When I've encountered British tourists in Europe, they tell me they're "on holiday," which surprises me as it's an etymologically suspect way of phrasing it, especially for the bearers of the native tongue. "Holiday" is derived from holy day, and a fortnight in Torremolinos is hardly an observance of the divine. Americans say we're "on vacation," which is correct, as we are temporarily vacating our homes and our jobs.
Whatever. It's Presidents' Day today, also known as Washington's Birthday in honor of George Washington, who was born on a February 22. As Abraham Lincoln was born on a February 12, their birthdays have been combined into a single Presidents' Day on the third Monday of each February to honor all U.S. presidents (even you-know-who).
It's a holiday, but it isn't a holy day. It's a celebration of nationalism, which is fine, which is fitting, which is appropriate. But it's not a celebration of the divine. Let's not kid ourselves.

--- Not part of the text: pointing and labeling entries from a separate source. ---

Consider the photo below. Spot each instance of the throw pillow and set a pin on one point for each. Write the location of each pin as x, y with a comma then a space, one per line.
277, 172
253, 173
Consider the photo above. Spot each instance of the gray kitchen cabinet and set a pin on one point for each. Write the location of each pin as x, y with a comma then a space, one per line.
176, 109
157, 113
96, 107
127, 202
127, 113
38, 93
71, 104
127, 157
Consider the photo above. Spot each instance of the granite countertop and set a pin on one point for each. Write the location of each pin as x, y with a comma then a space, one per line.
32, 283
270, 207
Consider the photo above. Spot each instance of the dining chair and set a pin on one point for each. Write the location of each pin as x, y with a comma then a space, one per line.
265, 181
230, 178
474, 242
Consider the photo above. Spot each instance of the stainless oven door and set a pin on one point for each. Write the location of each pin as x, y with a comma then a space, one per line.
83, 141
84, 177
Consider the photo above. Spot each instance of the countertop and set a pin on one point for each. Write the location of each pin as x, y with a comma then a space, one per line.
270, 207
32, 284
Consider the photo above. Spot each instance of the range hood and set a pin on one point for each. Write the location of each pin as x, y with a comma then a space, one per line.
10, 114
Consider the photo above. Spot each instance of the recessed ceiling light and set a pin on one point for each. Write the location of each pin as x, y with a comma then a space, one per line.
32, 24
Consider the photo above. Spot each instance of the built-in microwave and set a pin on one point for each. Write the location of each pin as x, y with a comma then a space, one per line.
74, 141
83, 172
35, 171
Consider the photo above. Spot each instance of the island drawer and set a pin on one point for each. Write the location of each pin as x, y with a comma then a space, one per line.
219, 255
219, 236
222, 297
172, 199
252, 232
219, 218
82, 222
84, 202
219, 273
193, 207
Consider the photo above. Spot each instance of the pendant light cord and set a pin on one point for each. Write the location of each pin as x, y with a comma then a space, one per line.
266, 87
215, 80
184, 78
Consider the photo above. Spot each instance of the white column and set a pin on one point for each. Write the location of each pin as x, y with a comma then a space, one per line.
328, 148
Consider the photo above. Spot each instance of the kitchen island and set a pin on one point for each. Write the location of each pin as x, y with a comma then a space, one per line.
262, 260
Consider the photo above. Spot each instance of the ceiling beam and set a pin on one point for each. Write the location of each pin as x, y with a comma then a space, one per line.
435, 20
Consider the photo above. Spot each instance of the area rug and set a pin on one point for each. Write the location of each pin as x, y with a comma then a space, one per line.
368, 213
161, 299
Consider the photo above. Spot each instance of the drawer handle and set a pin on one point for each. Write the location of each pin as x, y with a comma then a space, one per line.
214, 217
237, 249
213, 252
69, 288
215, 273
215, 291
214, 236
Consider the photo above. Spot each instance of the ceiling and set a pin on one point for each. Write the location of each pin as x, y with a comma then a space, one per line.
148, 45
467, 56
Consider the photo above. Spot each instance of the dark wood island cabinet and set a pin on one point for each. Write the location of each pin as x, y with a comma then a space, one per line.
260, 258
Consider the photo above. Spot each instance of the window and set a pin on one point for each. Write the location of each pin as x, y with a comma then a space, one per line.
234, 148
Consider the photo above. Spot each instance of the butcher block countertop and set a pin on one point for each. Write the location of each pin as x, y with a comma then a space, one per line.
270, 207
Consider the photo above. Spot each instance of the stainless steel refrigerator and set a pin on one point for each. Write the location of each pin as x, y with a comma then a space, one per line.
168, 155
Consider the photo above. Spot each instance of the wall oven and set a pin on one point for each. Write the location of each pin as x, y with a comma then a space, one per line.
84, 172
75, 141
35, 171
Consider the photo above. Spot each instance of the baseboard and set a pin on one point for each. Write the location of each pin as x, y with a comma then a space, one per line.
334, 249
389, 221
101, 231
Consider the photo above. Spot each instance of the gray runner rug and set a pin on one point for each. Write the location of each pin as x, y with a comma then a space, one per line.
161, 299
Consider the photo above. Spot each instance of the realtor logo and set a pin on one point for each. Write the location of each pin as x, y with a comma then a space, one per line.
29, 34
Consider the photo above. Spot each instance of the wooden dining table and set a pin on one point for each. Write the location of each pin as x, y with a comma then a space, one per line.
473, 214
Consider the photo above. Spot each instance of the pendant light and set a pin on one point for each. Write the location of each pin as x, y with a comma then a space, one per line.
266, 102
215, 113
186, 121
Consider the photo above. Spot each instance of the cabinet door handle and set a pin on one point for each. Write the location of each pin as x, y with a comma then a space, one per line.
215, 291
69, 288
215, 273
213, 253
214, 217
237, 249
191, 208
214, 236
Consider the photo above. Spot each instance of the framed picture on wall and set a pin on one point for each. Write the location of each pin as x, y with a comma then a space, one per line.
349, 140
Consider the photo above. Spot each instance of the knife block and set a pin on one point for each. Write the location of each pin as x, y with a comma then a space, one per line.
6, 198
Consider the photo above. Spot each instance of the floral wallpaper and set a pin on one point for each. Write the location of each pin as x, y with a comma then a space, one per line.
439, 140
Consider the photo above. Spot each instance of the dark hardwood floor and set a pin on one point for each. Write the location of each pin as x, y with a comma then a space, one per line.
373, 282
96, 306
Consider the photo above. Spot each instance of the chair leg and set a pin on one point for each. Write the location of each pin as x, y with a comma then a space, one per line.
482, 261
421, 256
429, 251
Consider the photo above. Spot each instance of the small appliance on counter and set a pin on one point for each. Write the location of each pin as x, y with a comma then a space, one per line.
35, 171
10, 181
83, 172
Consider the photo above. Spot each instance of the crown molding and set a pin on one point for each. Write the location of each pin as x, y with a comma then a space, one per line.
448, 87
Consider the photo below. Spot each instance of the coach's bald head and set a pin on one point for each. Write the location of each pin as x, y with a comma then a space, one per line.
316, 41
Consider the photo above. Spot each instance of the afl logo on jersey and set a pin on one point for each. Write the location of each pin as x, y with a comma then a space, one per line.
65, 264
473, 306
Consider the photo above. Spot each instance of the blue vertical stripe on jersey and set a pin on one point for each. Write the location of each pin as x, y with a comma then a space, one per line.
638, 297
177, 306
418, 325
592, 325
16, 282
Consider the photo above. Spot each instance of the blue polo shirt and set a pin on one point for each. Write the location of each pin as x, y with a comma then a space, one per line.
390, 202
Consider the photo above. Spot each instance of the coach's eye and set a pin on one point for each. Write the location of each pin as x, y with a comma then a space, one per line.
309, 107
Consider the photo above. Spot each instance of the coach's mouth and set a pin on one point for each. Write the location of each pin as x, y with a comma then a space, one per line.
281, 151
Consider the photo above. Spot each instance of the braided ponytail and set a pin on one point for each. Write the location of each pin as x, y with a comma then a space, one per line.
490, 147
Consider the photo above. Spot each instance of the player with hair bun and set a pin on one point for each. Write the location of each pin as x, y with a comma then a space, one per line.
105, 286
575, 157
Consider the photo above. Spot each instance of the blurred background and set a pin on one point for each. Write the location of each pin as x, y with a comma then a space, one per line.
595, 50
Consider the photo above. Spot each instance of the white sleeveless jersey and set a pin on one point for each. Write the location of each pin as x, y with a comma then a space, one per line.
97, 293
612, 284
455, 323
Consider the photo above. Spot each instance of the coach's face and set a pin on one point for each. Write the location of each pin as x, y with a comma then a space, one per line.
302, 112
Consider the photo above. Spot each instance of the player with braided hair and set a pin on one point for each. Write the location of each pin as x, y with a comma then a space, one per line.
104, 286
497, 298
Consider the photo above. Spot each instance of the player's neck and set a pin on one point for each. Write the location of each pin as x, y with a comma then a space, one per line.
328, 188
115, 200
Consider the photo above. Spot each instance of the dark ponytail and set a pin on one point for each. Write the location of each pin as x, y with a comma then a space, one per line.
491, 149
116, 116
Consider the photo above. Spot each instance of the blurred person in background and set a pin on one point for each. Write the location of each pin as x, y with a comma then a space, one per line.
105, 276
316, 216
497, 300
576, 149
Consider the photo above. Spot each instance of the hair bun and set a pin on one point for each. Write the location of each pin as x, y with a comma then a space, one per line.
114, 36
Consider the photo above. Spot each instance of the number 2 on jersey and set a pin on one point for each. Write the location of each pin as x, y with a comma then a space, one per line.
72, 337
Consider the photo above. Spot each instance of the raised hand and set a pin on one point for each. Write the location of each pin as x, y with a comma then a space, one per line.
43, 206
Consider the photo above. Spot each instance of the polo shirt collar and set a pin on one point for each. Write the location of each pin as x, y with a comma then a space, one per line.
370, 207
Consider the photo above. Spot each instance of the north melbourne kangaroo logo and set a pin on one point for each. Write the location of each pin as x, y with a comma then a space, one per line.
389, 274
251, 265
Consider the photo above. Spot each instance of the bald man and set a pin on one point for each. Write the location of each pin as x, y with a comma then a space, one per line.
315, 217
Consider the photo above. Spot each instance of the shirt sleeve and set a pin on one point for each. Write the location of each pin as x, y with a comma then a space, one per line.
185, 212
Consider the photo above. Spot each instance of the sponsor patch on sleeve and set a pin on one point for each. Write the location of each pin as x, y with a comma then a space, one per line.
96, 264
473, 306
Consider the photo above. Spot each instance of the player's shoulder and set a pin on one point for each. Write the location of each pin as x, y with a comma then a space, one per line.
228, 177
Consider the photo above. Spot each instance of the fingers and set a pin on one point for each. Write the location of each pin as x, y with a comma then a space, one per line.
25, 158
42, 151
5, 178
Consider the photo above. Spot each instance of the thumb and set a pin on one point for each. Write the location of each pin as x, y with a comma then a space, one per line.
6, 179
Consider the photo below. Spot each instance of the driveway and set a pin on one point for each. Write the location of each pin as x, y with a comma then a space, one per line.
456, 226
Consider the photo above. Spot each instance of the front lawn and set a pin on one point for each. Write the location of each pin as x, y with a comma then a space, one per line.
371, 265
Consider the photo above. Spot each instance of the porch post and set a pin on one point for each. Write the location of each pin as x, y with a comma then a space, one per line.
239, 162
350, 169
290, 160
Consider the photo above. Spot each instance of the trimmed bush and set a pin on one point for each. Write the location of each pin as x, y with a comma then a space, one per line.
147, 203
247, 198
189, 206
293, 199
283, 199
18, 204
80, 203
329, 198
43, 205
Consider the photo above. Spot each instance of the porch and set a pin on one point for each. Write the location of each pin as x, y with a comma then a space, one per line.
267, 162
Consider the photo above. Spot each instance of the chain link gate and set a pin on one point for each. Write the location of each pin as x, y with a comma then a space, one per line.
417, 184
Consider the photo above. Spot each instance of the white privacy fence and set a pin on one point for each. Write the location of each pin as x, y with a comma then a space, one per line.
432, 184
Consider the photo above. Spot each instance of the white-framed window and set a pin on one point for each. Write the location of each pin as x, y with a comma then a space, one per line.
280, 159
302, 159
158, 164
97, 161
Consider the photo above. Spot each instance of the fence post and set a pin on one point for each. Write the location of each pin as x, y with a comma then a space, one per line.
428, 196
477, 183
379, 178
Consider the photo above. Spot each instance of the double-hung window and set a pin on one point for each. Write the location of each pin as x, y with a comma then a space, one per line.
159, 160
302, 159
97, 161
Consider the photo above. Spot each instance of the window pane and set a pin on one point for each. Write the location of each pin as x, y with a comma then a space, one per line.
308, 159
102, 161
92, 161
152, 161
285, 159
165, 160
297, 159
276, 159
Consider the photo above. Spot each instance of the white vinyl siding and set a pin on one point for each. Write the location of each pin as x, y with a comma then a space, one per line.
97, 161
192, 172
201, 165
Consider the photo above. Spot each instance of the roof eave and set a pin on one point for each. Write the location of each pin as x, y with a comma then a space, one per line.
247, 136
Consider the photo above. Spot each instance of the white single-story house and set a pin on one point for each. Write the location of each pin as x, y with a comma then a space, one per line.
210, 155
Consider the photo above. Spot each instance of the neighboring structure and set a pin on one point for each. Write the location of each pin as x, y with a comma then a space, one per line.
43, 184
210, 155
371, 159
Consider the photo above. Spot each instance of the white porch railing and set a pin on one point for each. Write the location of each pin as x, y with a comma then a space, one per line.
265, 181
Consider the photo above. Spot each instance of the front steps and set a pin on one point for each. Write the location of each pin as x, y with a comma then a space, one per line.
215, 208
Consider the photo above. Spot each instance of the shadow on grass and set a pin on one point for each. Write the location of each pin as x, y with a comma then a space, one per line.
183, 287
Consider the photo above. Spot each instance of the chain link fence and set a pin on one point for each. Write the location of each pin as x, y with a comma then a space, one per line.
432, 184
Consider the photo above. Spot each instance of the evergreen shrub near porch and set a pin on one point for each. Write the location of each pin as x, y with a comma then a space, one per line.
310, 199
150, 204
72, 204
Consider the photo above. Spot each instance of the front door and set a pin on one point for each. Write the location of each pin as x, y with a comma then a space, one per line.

There are plenty of religious holidays, just as there are plenty of religions. However, in modern societies, those W.E.I.R.D. cultures (Western, educated, industrialized, rich, and democratic), the religious holidays are becoming more and more secularized. Christmas has basically become a celebration of capitalism, a time of conspicuous consumption and gift-giving, and Easter has largely been reduced to a display of fashion.
Halloween is becoming increasingly popular with every passing year. Here in Atlanta, in addition to the rite of trick-or-treating, it's celebrated with parades, parties, visits to haunted-house rides, movie screenings, and by wearing outrageous outfits to work one day a year, but few people anymore even know why it's a holiday or why it's observed on October 31. It's just an excuse to party and get freaky for one night.
The holidays most cherished by people living in W.E.I.R.D. cultures are usually egocentric. We celebrate our own birthdays, our weddings, and the anniversaries of our weddings. We celebrate graduations and bar mitzvahs and other rites-of-passage (e.g., Sweet Sixteen). We spend the most time and put our most celebratory energies into ourselves.
We usually don't recognize the annual occurrences of events bigger than ourselves. We scarcely recognize summer and winter solstices or vernal and autumnal equinoxes. The start and end of Daylight Savings Time, the so-called spring-forward and fall-back days, get more recognition, and those occurrences are usually despised more than celebrated. Full and new moons are still depicted on most calendars, but other than astrologers and lycanthropes, nobody really gives them much consideration.
If the holiday isn't specifically about us, our birth, our marriage, etc., or about our nation or our religion, we don't pay it much mind. We don't celebrate monarch butterflies returning from their winters in Mexico or the passing of migratory birds. Even though we even have a song about it, the celebration of the return of the swallows to Capistrano is really only celebrated in certain coastal Californian communities, mainly Capistrano. We don't celebrate the return of salmon to the streams or the appearance of the first ripe pumpkin in the vineyard (the annual roll-out of Starbucks' pumpkin spice latte doesn't count).
You might ask, "What about Groundhog Day?", to which I would reply, "Yeah, what about Groundhog Day? Is there a holiday more out of touch with both science and nature than Groundhog Day?"
Instead of ourselves, and in addition to the solstices and equinoxes, we could celebrate those great events in intellectual history, say, the November 24, 1859 publication of The Origin of Species. Instead of Presidents' Day, we could set aside the third Monday of each February to commemorate the February 19, 1963 publication of Betty Friedan's The Feminine Mystique.
Zen Master Dogen wrote Bendowa, the first fascicle of his Shobogenzo, on October 1, 1231. Coincidentally, that date is also the Chinese Mid-Autumn Festival. Reason enough right there for an annual October 1 holiday
We could celebrate June 15 for the signing of the Magna Carta in 1215, or March 10 for Alexander Graham Bell's first telephone call in 1876.
We can set aside August 30 of each year to observe the 1965 release of Bob Dylan's Highway 61 Revisited, or September 10 to observe the 1999 premier of the movie Fight Club.
We can celebrate February 12 each year, maybe even combine it with the third Monday of February anniversary of the publication of The Feminine Mystique, for the 1993 world premier of the movie Groundhog Day.
Or better yet, we could observe each September 21 for Bill Murray's birthday. In consideration of one of his films, we could call it St. Vincent's Day. Annie Clark, who records under the name St. Vincent, was born on a September 28, so perhaps we should set aside the third Monday of September and call it St. Vincent's Day for both Bill Murray and Annie Clark.